3- Train the head of an LLM to classify the reviews
First we define the task we are doing, in our case a classificaiton:
from transformers import AutoModelForSequenceClassification
num_labels = 2
model = (AutoModelForSequenceClassification
.from_pretrained(model_ckpt, num_labels=num_labels)
.to(device))
As we will be training a model from hugging face and pushing it back as a checkpoint, we need to create and account at hugging face, get a token, and then use that token in our code to be able to push our model to the hugging face platform.
from huggingface_hub import notebook_login
notebook_login()
Once executed, we are expected to put the token (from parameters in the hugging face interface) into that filed in our code:
In that code we set the model name. This name should be the same as one model we create in our hugging face platfrom. This is because after training, our trained model will be pushed into that model host in the platform
from transformers import Trainer, TrainingArguments
batch_size = 32
logging_steps = len(reviews_encoded["train"]) // batch_size
model_name = f"{model_ckpt}-finetuned-reviews"
training_args = TrainingArguments(output_dir=model_name,
num_train_epochs=10,
learning_rate=2e-5,
per_device_train_batch_size=batch_size,
per_device_eval_batch_size=batch_size,
weight_decay=0.01,
evaluation_strategy="epoch",
disable_tqdm=False,
logging_steps=logging_steps,
push_to_hub=True,
log_level="error")
Once the parameters set, we can train our model :
from transformers import Trainer
trainer = Trainer(model=model, args=training_args,
compute_metrics=compute_metrics,
train_dataset=reviews_encoded["train"],
eval_dataset=reviews_encoded["test"],
tokenizer=tokenizer)
trainer.train();
The result of training looks like this:
We can clearly see the lowring of the training loss, but the validation loss does not follow the same decrease. Let us now predict the labels for the test set:
preds_output = trainer.predict(reviews_encoded["test"])
Once we have the predictions, we can run get the classification report:
from sklearn.metrics import accuracy_score, f1_score
def compute_metrics(pred):
labels = pred.label_ids
preds = pred.predictions.argmax(-1)
f1 = f1_score(labels, preds, average="weighted")
acc = accuracy_score(labels, preds)
return {"accuracy": acc, "f1": f1}
preds_output.metrics
The classification results still seem low, but recall that we trained for 10 epochs. Whether adding epochs, changing the model, or playing around the data which is not balanced. We will see all of these techniques in the next tutorials of this serie.
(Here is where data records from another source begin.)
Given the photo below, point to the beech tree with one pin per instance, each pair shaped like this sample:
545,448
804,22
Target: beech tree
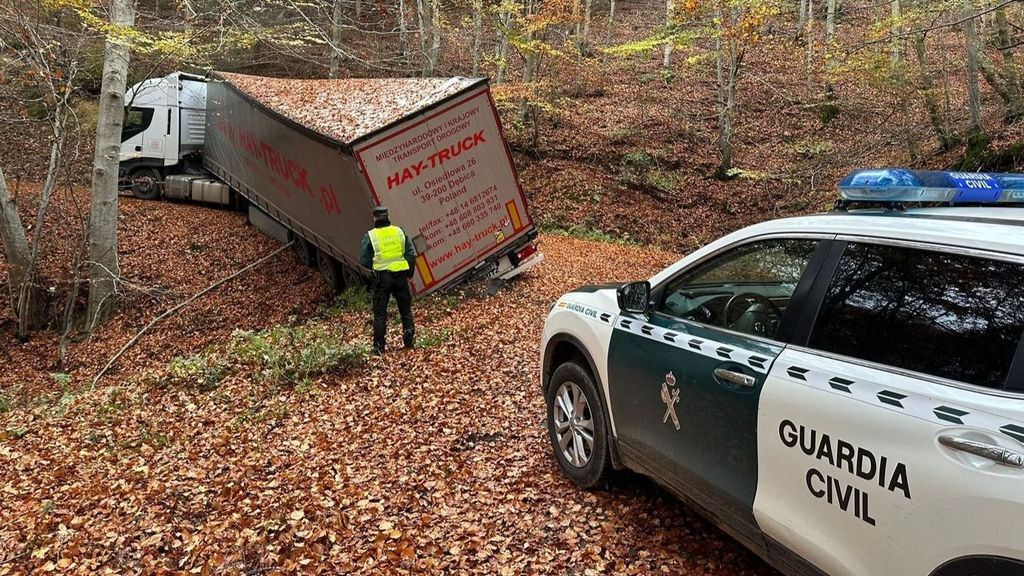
976,131
47,59
104,270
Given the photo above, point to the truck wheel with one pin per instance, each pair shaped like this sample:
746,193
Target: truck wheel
304,251
145,183
330,271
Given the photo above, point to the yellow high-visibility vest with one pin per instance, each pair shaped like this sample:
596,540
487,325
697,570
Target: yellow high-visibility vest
389,248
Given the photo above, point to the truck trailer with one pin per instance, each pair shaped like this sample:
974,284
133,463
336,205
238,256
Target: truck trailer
309,159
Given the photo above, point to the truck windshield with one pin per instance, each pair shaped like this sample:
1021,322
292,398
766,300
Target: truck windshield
136,121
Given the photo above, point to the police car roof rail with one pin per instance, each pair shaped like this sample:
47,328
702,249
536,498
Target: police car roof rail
894,188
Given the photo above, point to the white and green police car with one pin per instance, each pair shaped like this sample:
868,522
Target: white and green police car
842,393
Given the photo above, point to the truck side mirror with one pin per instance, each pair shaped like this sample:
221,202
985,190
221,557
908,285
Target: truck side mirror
634,297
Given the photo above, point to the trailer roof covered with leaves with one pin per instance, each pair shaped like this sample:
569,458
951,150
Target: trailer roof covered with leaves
346,110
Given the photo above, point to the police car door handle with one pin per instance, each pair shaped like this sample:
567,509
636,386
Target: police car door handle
734,377
995,453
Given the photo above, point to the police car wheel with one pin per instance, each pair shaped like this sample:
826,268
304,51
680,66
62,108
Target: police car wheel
577,426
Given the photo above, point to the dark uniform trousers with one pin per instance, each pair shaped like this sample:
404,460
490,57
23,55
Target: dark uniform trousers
392,284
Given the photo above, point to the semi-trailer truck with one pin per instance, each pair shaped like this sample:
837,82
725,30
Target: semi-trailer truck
309,159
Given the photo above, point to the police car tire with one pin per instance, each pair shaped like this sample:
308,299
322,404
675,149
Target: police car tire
595,472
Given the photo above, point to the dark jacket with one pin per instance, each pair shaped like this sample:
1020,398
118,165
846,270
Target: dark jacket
367,248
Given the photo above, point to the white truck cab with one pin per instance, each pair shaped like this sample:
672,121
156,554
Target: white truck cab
165,122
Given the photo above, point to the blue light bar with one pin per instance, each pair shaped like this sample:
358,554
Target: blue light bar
898,184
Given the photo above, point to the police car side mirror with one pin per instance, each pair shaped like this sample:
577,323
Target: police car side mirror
635,297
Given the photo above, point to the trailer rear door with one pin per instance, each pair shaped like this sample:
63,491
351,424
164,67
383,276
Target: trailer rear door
448,178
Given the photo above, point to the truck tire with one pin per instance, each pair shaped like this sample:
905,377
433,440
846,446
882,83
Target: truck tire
304,251
145,182
330,271
352,278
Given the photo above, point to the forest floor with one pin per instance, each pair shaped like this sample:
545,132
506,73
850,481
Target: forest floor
434,460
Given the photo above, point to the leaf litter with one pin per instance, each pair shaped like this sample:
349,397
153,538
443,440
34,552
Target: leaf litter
428,461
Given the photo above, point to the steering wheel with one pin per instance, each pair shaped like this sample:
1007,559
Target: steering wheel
758,316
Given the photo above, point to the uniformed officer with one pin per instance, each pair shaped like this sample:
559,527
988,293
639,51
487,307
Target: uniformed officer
388,251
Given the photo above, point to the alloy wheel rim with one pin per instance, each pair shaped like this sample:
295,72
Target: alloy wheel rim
573,424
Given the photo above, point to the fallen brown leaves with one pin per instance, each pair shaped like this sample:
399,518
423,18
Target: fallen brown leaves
434,460
346,109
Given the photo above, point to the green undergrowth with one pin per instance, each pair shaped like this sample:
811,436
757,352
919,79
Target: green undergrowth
283,355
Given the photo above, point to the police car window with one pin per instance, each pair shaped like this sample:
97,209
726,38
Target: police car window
747,289
947,315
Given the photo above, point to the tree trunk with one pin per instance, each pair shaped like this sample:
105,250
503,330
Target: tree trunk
994,78
15,246
976,132
477,35
1014,109
935,115
829,50
435,44
586,24
103,212
502,47
896,53
402,33
423,19
336,39
809,34
726,70
802,18
670,41
528,68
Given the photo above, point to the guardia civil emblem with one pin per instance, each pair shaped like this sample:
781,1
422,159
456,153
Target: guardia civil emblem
670,396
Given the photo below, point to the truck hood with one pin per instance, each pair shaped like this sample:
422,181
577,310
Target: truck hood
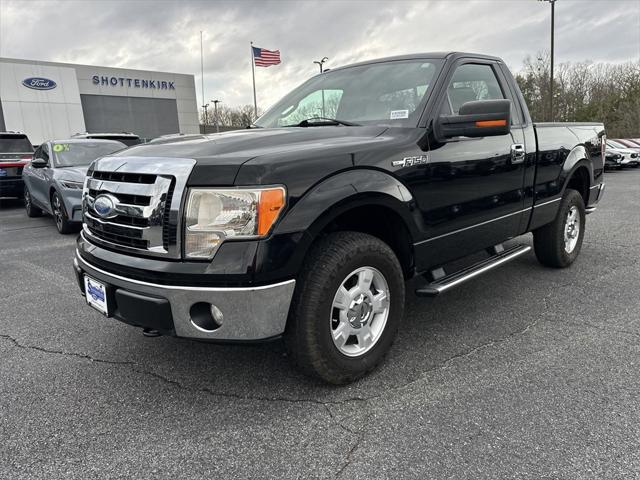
221,155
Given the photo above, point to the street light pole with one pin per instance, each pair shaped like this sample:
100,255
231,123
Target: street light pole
320,63
206,116
553,12
215,114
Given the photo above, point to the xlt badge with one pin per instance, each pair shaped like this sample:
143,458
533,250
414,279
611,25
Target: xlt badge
410,161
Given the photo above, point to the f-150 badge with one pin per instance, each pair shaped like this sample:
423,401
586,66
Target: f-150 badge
410,161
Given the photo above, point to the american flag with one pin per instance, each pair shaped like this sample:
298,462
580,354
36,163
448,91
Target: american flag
264,58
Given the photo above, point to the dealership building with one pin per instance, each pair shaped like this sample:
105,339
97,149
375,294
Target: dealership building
48,100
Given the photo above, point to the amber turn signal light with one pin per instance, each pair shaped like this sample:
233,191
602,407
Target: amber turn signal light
269,207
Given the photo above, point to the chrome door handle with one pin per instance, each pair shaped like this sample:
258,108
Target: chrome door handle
518,153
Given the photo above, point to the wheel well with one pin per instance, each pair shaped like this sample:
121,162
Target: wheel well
383,223
579,181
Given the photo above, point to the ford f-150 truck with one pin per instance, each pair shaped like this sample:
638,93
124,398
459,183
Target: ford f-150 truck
307,224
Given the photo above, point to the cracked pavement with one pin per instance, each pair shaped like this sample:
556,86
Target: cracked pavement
526,372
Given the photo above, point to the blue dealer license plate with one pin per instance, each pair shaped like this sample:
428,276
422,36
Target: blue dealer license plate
96,294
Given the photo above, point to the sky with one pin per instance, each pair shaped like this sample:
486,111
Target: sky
165,35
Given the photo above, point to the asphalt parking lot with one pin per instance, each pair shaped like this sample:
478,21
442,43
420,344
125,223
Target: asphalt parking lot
527,372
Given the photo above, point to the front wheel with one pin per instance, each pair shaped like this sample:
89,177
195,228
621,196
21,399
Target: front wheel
558,243
60,215
347,307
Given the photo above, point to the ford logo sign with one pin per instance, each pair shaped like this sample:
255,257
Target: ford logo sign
105,205
39,83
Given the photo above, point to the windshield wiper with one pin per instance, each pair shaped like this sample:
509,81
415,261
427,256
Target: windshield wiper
325,121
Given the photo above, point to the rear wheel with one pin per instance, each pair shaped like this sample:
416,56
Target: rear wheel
348,304
60,215
558,243
31,209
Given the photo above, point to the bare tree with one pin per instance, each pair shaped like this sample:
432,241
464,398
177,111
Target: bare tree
585,92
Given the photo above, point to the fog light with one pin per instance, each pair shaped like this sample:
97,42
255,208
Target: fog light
205,317
216,314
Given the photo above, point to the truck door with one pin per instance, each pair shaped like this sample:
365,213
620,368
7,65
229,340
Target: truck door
472,193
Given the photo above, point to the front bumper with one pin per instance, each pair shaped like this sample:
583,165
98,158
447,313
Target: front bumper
11,187
249,313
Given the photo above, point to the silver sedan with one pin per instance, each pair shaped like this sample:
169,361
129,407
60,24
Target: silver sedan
54,179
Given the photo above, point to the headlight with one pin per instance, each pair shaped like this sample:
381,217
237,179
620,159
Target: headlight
71,185
215,215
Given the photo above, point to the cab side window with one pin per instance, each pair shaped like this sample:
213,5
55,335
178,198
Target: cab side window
471,82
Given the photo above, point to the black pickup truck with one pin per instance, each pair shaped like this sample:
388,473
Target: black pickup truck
307,224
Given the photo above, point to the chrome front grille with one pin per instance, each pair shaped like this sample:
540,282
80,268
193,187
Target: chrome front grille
144,195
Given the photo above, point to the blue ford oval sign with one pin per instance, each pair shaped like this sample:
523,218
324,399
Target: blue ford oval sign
105,205
39,83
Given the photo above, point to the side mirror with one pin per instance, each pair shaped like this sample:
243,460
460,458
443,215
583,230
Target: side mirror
483,118
39,163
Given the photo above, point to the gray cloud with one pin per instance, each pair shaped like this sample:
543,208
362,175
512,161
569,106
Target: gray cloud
164,35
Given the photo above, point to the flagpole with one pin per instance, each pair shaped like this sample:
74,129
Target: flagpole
253,74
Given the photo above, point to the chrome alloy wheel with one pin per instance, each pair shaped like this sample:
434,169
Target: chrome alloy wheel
359,311
571,229
57,210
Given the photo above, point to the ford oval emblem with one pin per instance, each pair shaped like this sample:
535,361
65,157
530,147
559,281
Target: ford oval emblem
39,83
105,205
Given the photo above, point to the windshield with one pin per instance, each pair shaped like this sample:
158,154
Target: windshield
80,154
128,140
15,144
390,93
617,145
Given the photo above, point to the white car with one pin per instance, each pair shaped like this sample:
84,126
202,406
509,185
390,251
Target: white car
630,156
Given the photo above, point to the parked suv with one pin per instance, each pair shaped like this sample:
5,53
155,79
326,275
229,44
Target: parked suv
629,156
307,225
54,179
15,152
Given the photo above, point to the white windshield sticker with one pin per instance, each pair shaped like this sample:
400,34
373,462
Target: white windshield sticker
396,114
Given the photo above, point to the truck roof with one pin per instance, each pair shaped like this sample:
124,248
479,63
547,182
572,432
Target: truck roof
415,56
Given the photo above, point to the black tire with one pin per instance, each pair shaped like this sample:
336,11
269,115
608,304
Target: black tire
30,208
60,216
329,263
549,241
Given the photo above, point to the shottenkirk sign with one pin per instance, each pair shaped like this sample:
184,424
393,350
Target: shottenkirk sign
132,82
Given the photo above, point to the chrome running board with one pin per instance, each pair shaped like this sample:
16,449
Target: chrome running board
443,282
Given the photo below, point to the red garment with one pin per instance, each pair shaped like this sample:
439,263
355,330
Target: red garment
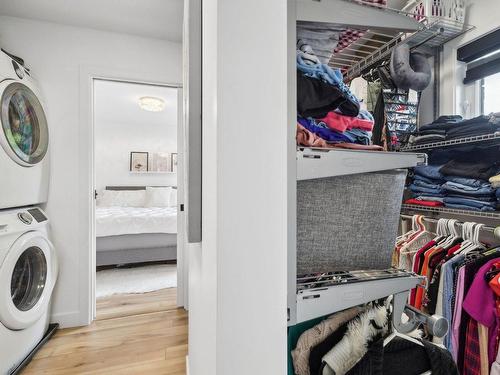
472,354
306,138
416,266
355,146
495,285
454,249
424,203
341,123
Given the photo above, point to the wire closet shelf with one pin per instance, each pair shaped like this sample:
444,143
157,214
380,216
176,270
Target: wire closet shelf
454,142
439,25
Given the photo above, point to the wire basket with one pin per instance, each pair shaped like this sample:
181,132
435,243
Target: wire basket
450,10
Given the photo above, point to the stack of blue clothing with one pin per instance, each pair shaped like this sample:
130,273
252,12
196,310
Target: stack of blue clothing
429,184
469,194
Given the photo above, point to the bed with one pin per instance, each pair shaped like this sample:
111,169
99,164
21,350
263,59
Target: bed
134,234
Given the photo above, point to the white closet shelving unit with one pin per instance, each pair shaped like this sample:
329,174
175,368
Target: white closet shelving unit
307,298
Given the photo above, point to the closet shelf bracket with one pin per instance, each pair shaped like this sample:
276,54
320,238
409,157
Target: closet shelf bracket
349,13
315,163
324,300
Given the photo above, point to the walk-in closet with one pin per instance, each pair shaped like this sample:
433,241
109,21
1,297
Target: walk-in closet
395,267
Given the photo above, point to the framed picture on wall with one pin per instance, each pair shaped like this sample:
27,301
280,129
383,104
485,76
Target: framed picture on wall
139,161
174,162
159,162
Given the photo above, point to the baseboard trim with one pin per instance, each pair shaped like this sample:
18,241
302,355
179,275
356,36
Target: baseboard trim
67,319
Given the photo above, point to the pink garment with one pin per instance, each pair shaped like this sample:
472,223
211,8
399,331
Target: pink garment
480,305
341,123
457,313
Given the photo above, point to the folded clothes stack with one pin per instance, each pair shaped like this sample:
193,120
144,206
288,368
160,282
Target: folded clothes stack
448,185
327,108
453,127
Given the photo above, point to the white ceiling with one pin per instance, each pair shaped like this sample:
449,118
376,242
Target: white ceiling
116,105
149,18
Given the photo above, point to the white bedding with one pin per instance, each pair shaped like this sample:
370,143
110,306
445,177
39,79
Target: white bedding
115,221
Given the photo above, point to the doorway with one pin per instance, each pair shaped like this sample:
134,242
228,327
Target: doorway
137,173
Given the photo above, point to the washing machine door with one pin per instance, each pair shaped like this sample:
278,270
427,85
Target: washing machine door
27,278
24,135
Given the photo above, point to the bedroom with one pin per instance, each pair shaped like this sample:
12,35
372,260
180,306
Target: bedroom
135,159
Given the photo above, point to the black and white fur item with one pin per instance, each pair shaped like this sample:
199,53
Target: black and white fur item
409,70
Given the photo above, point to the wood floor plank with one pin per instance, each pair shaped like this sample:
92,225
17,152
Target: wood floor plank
153,340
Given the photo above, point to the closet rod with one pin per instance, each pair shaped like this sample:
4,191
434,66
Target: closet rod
495,231
437,33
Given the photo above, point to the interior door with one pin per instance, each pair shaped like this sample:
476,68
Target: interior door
182,237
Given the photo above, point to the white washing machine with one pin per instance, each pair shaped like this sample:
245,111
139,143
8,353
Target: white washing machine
24,137
28,273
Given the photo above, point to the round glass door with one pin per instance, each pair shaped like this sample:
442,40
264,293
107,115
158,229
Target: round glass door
28,278
24,124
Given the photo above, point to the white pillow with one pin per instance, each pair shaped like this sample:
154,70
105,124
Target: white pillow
158,197
173,198
122,198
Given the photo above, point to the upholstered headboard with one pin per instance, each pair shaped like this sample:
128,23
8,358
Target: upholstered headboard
116,188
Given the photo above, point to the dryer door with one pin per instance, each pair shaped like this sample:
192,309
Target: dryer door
24,135
27,277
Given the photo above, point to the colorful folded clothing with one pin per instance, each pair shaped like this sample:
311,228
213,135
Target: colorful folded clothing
341,123
321,130
455,187
432,198
359,136
418,177
481,169
421,189
464,207
425,184
420,202
470,202
430,171
309,139
354,146
484,198
495,181
466,181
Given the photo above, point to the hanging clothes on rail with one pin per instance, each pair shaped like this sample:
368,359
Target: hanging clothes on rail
461,287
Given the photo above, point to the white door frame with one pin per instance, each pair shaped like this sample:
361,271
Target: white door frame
86,202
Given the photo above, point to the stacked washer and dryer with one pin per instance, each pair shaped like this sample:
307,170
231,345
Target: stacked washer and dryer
28,263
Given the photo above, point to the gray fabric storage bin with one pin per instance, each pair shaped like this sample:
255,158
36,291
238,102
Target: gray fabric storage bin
348,222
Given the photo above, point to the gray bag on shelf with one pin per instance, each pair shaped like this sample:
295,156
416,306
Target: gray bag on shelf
348,222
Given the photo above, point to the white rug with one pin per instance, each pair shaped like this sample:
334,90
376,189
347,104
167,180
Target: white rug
135,279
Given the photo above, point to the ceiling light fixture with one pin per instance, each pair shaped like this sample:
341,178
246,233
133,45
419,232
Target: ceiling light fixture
152,104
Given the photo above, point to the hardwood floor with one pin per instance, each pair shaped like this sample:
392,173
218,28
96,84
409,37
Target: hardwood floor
133,334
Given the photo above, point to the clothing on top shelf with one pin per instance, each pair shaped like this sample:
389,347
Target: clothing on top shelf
329,115
458,271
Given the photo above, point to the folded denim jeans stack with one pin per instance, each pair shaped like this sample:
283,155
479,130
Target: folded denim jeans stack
454,127
327,108
426,186
434,185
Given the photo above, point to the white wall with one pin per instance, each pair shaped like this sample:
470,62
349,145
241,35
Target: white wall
238,304
56,55
454,96
121,126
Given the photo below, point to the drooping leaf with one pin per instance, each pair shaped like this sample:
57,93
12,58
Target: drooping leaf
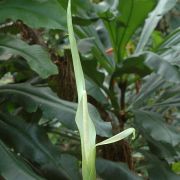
32,98
123,24
162,67
151,85
37,58
31,141
108,170
11,167
159,170
148,122
133,65
34,13
162,8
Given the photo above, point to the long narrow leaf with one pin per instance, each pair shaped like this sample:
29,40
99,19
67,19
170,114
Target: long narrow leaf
118,137
83,120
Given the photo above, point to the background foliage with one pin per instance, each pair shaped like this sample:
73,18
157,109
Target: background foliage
129,51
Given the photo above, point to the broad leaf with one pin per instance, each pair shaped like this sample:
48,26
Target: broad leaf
162,8
37,58
162,67
133,65
31,141
108,170
123,24
35,13
151,85
158,170
32,98
148,122
12,167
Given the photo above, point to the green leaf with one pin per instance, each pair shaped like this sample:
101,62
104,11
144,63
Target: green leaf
37,58
148,122
85,125
162,67
159,170
133,65
31,141
108,169
87,134
32,98
151,85
12,168
35,13
118,137
162,8
123,26
171,40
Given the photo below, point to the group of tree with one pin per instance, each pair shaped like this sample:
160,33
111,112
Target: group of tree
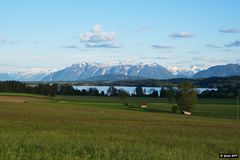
185,95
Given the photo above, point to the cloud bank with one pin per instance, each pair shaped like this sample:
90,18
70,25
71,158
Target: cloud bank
181,35
96,38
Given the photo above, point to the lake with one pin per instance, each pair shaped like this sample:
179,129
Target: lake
131,90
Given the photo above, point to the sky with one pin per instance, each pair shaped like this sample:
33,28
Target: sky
57,33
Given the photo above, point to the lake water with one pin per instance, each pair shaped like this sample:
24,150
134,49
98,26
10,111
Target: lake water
131,90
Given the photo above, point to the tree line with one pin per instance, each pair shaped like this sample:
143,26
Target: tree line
168,92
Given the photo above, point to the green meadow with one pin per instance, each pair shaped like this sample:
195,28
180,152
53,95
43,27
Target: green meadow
35,127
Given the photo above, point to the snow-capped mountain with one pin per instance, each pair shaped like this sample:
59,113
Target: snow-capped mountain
34,74
118,71
83,71
186,72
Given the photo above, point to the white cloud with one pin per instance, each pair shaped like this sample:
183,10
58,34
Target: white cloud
229,30
161,46
96,38
181,35
233,44
6,41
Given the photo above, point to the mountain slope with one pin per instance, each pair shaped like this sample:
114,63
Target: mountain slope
85,71
219,71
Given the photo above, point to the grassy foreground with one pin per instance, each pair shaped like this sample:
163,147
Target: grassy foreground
103,128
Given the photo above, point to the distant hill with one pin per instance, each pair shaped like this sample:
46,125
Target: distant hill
85,71
111,77
219,71
119,71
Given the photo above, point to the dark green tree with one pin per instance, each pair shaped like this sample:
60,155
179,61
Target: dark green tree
112,91
139,91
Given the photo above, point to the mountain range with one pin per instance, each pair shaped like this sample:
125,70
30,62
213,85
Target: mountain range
96,72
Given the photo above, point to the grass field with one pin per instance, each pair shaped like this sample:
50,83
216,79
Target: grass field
37,127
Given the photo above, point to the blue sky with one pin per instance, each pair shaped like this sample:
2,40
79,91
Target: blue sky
57,33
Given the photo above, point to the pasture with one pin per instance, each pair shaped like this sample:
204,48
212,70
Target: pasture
65,127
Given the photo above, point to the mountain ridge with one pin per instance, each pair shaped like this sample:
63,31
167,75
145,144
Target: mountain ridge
117,71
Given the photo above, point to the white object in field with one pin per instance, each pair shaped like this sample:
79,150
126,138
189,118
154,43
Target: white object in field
187,113
143,106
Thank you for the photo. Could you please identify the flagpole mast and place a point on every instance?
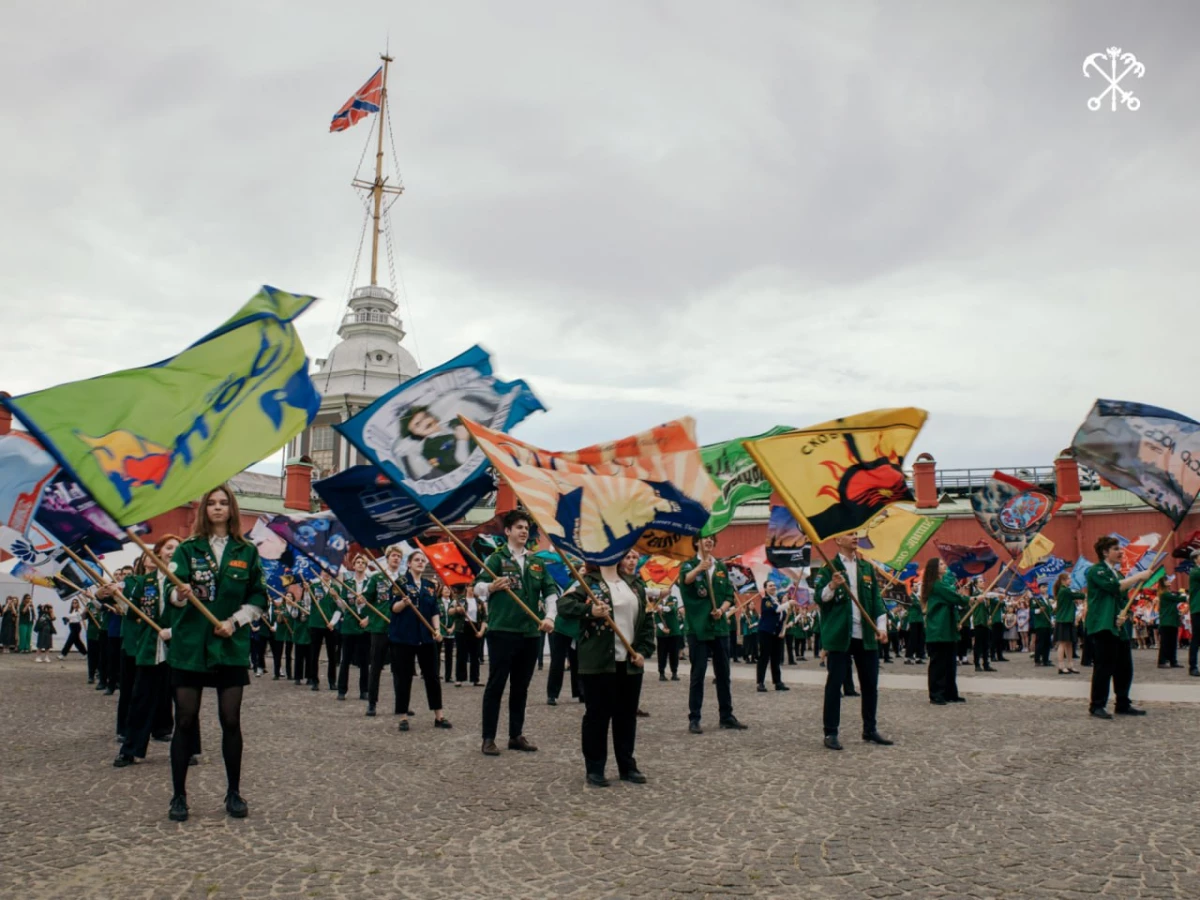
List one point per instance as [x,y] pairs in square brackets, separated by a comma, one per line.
[377,189]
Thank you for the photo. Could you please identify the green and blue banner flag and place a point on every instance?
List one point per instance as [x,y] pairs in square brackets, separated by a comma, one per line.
[415,433]
[377,513]
[145,441]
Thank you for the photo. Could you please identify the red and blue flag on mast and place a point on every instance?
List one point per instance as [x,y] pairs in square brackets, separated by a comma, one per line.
[366,100]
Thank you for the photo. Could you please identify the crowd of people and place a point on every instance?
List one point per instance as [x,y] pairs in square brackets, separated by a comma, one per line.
[197,613]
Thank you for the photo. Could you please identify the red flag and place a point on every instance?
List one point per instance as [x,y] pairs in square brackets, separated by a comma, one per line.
[448,562]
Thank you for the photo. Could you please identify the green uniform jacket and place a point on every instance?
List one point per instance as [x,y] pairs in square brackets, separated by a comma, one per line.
[1169,610]
[351,617]
[237,582]
[533,586]
[942,613]
[666,619]
[1065,605]
[322,597]
[597,640]
[697,603]
[1043,613]
[381,593]
[147,591]
[1105,599]
[835,615]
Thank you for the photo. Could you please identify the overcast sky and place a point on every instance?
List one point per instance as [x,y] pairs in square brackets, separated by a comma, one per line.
[753,213]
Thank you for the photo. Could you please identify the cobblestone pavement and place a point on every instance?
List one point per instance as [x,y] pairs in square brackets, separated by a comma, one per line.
[1003,796]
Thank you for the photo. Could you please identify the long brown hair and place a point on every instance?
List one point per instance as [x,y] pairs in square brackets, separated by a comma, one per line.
[203,527]
[929,576]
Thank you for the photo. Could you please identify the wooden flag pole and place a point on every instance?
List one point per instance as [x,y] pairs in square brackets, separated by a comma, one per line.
[1150,570]
[174,580]
[366,603]
[316,603]
[979,599]
[96,577]
[813,539]
[383,569]
[479,562]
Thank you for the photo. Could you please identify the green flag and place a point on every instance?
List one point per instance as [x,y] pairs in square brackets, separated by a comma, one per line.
[737,475]
[144,441]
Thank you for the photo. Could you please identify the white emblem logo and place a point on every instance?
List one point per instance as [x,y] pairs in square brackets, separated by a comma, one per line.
[1131,65]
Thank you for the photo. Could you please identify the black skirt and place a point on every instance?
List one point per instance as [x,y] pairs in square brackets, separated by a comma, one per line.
[216,677]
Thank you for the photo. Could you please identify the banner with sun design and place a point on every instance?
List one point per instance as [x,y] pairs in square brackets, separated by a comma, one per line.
[648,491]
[1013,511]
[839,475]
The last step is to push our model to the hugging face hub:
trainer.push_to_hub(commit_message="Training completed!")
Conclusion
This tutorial fucused on the second step of an NLP system for french review analysis. By the end of this totorial we have trained two classifiers both based on the LLM distilbert-base-uncased.
- The first approach was to train only the head but extracting the embedding that we get from the hidden states of the model with a forward pass, and training a logistic regressor.
- The second approach trains the same model wholly, which we call body classification, and pushes the model to the hugging face hub.
The whole code of this second part can be found in github.
Thanks for reading and see you in the next tutorial.